FERNANDO DE BARROS E SILVA
ESPECIAL PARA A FOLHA

Não há hoje entre os grandes clubes algum mais triste que o São Paulo. É um time que tem mais medo de errar do que vontade de acertar. Que joga sem brilho, sem graça, sem ousadia, amarrado, cumprindo funções táticas de forma burocrática, como um funcionário público entediado que não vê a hora de se livrar do serviço.
Este São Paulo, que agora entra numa crise que parece ter sido planejada, de tão previsível, tem muito do jeitão de Carlos Alberto Parreira: o ar circunspecto, os olhos tristes, a boca caída, a postura professoral e acadêmica, a economia dos gestos, a completa ausência de adrenalina.

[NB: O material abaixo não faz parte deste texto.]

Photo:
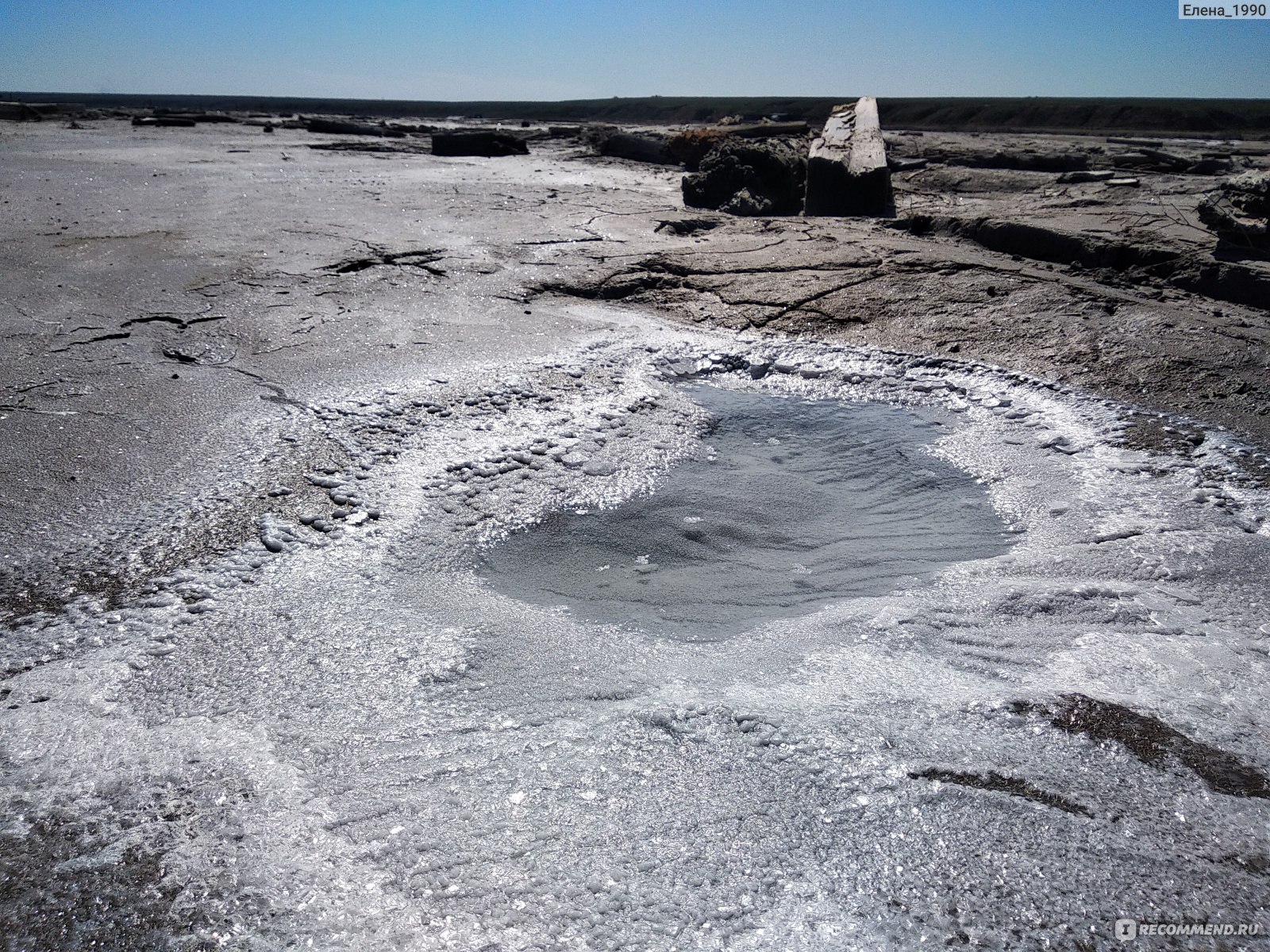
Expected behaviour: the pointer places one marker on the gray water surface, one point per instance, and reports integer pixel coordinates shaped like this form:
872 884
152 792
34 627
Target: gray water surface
791 505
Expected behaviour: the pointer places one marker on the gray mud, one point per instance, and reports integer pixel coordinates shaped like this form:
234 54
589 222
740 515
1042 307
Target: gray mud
791 505
264 406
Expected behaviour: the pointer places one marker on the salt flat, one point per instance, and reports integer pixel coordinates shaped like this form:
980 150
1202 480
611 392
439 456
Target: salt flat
268 408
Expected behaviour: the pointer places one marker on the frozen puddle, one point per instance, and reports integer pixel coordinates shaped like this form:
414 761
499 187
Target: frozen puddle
789 505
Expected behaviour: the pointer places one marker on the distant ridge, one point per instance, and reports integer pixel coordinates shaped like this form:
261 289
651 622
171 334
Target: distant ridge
1223 118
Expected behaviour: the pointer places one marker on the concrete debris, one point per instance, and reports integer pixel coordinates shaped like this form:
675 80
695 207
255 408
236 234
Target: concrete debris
743 177
486 143
848 171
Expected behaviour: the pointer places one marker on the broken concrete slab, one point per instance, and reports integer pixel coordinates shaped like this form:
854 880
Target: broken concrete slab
489 144
341 127
1071 178
641 148
749 177
848 171
1238 213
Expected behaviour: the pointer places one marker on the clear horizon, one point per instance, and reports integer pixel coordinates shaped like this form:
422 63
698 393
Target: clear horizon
577 50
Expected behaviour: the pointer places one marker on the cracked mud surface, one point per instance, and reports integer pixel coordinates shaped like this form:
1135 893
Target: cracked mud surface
266 406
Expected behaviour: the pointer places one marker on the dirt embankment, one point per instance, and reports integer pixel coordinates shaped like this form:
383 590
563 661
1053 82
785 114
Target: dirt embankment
1118 289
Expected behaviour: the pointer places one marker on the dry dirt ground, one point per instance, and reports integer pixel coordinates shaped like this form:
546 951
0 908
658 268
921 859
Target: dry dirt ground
225 724
163 281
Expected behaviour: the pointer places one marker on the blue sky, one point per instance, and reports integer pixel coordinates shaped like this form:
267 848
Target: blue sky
595 48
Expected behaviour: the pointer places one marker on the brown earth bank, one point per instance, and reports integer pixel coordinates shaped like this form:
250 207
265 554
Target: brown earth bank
1114 289
164 281
1210 117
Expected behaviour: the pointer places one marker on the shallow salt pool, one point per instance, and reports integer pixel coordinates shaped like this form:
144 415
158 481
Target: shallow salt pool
791 505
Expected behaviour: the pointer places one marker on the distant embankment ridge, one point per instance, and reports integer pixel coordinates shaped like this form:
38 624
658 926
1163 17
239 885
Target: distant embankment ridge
1248 118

Há clubes, como o Santos, a Portuguesa, o Corinthians, que lutam para driblar a mediocridade de seus elencos. O São Paulo, pelo contrário, está mediocrizando seus talentos.

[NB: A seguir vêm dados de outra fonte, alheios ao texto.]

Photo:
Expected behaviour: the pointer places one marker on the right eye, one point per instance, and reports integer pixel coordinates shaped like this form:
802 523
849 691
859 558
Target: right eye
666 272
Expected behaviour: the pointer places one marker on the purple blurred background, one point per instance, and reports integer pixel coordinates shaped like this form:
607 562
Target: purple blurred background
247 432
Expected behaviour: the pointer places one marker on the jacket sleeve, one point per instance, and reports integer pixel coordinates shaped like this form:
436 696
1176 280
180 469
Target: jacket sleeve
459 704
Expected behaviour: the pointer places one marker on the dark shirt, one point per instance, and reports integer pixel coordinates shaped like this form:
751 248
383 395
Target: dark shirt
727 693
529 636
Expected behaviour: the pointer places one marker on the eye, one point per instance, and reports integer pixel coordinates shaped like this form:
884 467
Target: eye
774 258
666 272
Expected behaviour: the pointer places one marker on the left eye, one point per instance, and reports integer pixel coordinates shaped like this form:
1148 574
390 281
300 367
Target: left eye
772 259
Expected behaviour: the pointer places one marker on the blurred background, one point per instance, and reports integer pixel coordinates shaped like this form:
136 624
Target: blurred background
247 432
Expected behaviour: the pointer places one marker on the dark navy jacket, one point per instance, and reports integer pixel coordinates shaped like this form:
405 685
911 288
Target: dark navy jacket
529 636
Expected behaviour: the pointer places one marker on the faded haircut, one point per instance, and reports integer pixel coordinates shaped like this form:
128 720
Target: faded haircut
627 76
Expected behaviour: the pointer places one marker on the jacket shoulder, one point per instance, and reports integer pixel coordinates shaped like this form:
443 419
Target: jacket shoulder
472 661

O futebol de Muller vem despencando. A criatividade de jogadores como Serginho, hoje o melhor lateral esquerdo do país, e Denílson está sufocada pelo mesmo esquema tático que deu ao Brasil o título mundial mais frouxo e inexpressivo da história das Copas -uma vitória nos pênaltis depois de um sofrível zero a zero com uma seleção italiana muito inferior à brasileira.

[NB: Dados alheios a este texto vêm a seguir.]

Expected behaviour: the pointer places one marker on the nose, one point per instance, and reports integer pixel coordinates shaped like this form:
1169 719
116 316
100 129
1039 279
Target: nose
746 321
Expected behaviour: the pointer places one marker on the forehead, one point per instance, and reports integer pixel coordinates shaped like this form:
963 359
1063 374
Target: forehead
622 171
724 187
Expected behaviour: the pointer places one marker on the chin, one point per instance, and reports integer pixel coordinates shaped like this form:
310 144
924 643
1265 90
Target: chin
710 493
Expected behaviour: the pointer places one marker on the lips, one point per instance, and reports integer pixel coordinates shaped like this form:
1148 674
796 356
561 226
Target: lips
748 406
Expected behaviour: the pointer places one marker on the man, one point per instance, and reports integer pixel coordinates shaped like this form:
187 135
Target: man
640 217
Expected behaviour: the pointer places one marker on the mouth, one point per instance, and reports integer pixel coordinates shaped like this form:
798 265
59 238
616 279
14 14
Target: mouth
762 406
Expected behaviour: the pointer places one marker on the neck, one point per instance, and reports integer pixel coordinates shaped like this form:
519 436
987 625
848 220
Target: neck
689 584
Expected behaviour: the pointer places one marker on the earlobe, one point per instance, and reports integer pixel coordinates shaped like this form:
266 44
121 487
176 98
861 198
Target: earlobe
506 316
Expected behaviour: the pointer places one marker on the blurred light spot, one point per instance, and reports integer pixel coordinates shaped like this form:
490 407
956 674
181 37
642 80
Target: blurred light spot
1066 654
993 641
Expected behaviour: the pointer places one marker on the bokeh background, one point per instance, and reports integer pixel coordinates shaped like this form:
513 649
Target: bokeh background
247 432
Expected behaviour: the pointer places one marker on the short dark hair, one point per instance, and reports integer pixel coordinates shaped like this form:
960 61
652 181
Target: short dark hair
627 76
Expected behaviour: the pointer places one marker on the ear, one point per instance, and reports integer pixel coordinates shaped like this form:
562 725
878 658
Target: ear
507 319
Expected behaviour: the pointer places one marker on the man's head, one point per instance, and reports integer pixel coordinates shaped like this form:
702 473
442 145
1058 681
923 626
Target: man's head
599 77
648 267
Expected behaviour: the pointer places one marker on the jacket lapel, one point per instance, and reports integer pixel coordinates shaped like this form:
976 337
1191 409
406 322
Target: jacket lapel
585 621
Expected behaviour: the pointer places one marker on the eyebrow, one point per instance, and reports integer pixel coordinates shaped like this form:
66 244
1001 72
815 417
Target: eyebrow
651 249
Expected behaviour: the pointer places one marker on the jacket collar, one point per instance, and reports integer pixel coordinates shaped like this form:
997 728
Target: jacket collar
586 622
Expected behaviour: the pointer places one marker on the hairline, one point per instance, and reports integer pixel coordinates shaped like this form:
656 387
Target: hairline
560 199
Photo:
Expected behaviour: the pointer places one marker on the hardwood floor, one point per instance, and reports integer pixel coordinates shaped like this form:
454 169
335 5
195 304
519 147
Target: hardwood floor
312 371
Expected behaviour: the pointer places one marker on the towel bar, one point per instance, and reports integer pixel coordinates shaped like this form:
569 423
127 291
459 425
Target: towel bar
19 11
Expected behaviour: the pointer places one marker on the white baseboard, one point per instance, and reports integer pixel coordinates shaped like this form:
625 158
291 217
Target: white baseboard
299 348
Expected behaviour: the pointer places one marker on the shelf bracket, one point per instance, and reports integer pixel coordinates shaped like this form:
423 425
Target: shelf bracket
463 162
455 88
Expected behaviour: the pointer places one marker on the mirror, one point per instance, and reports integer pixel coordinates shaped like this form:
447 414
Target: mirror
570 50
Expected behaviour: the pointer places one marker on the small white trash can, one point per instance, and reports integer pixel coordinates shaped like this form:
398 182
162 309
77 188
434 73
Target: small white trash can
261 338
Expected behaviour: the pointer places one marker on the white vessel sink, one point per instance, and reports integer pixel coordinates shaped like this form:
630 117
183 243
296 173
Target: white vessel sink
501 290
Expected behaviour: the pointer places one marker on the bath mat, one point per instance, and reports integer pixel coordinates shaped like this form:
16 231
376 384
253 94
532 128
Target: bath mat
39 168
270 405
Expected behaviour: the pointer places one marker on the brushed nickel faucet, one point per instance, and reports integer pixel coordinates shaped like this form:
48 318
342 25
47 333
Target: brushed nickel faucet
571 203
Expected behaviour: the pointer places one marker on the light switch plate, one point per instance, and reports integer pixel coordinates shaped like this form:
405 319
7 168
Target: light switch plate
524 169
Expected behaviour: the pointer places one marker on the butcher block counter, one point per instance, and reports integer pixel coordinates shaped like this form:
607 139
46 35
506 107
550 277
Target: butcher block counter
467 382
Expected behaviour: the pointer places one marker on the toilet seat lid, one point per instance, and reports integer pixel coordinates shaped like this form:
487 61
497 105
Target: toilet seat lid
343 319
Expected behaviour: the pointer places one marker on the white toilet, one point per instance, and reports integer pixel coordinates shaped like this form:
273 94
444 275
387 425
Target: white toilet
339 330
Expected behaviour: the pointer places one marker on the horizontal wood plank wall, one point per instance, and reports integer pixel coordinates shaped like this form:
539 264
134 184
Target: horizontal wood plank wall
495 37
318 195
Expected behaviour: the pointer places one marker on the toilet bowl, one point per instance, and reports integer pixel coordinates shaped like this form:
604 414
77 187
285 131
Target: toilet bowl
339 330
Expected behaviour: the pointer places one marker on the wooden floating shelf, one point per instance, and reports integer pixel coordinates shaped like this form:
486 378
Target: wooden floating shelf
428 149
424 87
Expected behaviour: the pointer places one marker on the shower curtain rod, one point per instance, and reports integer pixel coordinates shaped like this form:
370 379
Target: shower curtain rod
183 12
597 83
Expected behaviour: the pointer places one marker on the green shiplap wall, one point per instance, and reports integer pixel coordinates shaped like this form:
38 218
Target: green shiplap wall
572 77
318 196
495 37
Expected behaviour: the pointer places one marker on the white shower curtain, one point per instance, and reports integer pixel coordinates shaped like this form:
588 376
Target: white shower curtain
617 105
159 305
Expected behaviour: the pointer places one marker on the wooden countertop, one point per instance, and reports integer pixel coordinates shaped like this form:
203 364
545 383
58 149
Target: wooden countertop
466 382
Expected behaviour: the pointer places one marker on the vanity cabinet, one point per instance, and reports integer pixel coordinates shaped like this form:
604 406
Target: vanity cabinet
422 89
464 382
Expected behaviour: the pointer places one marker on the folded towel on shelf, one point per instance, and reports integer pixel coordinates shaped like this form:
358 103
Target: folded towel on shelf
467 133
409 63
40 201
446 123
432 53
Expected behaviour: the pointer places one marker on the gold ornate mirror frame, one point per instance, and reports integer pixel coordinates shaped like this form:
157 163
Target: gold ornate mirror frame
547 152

Tem-se a impressão de que a contusão de Adriano foi um alívio para Parreira. Um jogador jovem e brilhante, que foi queimado de saída pelo pecado de ser um meio-campista cuja principal característica é criar e não marcar.
Seria o caso de perguntar o que faria o treinador do São Paulo se tivesse em seu elenco Djalminha, Rincón, Viola e Luizão. Provavelmente vetaria dois dos quatro em nome do "futebol compacto".
Dizer que o São Paulo "é um time que ataca quando tem a posse de bola", como fez Parreira ontem, é mais ou menos como dizer que o carro anda quando a roda começa a girar.
Parreira é um estudioso, pensa o futebol como quem joga xadrez. Só que, ao contrário deste, o futebol não se resolve em equações cerebrais, mas requer ímpeto, improvisação, arrojo, sobretudo alegria.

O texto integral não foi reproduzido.